Other animals, including mammals and birds, stick around to raise their offspring. This is called parental care; in other words, parents taking care of their babies. In most birds and mammals, mothers are the ones who take care of the offspring and fathers are not in the picture. In some aquatic animals though (fish, for example), fathers take care of the babies, just like in Finding Nemo. So what’s the deal? Why are fish better dads than mammals are?

It has to do with fertilization and paternity. You see, the males want to be sure that they really are the dad—they haven’t learned about paternity tests yet. In animals with internal fertilization, where the egg and sperm meet inside the female body, males can’t be sure that someone else didn’t already fertilize the egg. Looking at this from a genetic fitness perspective, it is a waste of the male’s energy for him to take care of babies that don’t carry his genes. Fitness = survival + reproduction, and the males need to be sure they actually did reproduce.

In animals with external fertilization, such as amphibians, reptiles and fish, the male can be sure that the offspring are getting his genes because he fertilizes the eggs as they are laid. Look at frogs and toads. The male grabs the female and fertilizes the eggs as they come out, not letting go until he’s done, sometimes not for days. This mating position is called an amplexus.

Common toads (Bufo bufo) in an amplexus. The male is on top of the female. Hubba Hubba. Image from here.
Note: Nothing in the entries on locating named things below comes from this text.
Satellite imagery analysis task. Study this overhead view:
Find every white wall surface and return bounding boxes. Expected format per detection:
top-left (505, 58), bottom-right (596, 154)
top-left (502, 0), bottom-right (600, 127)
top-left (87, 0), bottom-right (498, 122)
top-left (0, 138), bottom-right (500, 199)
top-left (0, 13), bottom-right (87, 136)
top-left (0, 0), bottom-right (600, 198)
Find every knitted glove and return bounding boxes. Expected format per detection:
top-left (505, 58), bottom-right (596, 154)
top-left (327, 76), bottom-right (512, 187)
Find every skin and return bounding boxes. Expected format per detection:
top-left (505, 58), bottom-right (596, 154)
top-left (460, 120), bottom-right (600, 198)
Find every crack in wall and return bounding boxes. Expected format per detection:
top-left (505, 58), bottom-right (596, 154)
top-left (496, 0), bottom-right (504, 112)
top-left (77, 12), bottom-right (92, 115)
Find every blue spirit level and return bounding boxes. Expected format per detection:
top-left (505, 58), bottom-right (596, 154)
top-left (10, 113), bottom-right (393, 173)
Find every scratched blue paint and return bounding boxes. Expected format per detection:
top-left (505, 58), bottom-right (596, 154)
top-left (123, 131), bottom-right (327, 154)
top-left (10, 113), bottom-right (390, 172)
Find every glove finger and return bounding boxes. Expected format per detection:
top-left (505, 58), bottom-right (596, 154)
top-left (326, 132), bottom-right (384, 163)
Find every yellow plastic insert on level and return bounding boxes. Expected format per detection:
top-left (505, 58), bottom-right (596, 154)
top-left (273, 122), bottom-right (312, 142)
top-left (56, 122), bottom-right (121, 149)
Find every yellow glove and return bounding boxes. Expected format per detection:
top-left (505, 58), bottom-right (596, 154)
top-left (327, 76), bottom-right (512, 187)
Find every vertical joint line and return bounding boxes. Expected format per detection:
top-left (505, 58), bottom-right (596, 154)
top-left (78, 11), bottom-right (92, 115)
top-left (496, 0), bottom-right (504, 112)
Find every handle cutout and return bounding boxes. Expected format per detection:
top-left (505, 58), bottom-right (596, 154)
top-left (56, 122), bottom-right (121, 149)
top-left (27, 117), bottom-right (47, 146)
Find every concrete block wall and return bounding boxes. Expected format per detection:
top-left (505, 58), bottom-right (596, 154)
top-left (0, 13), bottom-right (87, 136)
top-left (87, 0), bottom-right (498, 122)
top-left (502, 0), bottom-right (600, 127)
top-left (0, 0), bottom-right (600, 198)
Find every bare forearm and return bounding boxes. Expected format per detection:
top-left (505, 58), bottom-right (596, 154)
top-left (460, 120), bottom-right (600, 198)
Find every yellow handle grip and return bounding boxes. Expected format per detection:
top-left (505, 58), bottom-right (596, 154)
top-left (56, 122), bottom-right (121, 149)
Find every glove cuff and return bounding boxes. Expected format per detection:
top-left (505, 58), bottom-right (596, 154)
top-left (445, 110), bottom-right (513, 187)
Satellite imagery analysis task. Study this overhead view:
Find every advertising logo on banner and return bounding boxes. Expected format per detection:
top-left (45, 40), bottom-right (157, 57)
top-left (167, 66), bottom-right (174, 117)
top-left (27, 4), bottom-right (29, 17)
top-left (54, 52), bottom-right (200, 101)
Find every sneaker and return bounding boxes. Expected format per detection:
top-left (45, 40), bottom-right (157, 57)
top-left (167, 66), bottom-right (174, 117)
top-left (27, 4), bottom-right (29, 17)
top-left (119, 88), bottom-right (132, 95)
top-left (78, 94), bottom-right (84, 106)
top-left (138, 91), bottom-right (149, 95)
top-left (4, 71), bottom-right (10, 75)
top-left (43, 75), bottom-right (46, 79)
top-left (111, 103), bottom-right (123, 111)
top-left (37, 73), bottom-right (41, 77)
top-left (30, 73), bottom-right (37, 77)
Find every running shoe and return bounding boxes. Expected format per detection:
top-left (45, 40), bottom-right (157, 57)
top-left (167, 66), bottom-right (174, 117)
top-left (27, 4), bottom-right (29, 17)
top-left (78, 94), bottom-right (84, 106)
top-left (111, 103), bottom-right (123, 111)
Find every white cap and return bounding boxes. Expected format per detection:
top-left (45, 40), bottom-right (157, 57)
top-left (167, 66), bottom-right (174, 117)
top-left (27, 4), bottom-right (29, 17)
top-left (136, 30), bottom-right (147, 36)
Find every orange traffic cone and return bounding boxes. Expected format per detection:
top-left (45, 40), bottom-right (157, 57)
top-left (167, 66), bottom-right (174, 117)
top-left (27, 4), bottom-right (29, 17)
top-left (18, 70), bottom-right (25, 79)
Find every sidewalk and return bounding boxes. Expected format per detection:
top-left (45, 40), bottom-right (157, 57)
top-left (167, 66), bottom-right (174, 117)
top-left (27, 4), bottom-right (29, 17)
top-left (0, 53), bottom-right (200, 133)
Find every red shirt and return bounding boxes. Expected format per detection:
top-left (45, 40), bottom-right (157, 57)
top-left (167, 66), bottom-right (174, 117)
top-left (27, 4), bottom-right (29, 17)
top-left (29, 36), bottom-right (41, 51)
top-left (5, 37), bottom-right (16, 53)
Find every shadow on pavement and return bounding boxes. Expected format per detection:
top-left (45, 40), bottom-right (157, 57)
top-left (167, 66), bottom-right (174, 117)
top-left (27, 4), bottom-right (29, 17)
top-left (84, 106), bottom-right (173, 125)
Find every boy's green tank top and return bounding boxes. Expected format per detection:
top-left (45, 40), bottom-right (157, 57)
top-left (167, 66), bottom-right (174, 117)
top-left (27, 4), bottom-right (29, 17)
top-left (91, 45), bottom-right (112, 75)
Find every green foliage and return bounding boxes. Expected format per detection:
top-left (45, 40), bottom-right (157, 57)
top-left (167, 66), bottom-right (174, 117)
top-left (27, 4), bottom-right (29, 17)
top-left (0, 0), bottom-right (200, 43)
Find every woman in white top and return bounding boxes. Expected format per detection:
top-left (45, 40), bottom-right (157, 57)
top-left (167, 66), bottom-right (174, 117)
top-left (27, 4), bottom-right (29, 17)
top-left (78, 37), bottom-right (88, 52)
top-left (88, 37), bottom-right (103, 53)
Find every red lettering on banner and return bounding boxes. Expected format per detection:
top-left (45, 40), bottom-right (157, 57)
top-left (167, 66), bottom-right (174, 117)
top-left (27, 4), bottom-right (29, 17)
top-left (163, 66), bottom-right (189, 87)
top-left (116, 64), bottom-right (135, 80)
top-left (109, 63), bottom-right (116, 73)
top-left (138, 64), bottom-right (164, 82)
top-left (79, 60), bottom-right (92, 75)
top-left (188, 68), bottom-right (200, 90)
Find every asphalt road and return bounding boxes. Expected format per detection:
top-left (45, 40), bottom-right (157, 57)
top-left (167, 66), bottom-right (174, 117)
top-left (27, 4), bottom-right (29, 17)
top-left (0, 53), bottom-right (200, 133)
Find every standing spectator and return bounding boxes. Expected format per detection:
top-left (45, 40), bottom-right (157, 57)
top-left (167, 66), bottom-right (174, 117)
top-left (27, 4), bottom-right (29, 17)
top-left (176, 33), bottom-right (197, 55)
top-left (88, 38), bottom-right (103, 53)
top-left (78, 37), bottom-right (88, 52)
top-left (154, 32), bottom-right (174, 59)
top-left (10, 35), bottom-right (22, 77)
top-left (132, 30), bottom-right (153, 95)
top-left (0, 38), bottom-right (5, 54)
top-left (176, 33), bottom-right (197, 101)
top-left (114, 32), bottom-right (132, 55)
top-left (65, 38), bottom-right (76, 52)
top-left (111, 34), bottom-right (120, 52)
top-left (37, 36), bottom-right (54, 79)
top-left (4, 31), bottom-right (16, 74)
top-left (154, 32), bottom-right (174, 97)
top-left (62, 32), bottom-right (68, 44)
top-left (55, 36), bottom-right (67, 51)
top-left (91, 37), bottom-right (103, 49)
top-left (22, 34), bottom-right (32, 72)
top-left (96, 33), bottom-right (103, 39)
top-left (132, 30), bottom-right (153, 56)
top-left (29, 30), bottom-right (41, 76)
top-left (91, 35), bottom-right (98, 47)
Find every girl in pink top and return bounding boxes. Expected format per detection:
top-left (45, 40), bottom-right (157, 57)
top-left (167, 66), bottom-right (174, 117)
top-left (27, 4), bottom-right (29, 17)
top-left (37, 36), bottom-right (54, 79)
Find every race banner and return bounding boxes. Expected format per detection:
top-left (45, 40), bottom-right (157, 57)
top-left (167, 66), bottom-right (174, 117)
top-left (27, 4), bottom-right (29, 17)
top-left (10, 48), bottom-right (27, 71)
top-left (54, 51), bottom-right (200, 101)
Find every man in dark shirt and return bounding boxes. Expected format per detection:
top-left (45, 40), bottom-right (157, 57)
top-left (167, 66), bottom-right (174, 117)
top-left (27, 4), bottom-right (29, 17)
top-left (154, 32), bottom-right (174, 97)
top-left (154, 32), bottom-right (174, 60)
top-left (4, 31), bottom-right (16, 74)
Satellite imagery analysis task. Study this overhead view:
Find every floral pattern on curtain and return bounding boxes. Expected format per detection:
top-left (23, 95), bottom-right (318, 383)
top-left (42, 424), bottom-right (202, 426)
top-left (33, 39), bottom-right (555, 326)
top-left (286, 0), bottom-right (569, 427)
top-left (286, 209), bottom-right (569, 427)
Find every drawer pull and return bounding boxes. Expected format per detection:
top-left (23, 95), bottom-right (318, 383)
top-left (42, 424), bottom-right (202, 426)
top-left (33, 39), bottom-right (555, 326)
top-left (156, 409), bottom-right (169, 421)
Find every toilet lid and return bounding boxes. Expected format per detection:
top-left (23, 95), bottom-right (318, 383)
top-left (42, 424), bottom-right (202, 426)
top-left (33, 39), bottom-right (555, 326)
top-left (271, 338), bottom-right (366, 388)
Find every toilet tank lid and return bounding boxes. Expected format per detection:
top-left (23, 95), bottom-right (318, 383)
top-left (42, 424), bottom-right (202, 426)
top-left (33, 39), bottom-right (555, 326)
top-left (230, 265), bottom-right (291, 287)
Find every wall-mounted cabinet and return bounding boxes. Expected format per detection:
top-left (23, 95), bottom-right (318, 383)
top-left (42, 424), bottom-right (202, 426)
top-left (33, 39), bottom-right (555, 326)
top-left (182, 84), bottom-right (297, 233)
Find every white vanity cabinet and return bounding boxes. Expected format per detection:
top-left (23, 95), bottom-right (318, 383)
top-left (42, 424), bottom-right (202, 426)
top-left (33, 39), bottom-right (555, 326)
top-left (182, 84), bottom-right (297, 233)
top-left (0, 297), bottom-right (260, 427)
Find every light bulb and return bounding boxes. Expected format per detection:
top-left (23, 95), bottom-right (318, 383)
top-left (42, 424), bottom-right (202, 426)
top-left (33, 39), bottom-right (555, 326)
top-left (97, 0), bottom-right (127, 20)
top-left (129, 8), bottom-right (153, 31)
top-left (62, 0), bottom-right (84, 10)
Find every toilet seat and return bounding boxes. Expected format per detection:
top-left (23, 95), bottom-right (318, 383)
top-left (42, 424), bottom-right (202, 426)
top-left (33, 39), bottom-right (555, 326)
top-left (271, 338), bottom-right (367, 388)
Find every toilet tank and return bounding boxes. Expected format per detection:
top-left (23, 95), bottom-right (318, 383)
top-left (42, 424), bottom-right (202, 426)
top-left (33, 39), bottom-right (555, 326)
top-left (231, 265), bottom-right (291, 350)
In some external fertilization situations, males might guard or carry the eggs to be sure they actually develop and hatch. Seahorses exhibit an extreme form of this "role reversal," with the male taking responsibility for the babies. Male seahorses carry around the developing offspring in a pouch. The female deposits eggs into his pouch, which the male fertilizes. While the fertilized eggs develop, the female seahorse comes back to check on the male and spends time with him each day until he gives birth. Yup, the male gives birth. Weird, right?

Other interesting male parental care includes: jawfish, who carry around the eggs in their mouths, the California mouse, who helps raise the babies, and humans. Hey, we are animals too, after all.

Swordtail jawfish, showing off its big mouth where it carries around the eggs. Image from here.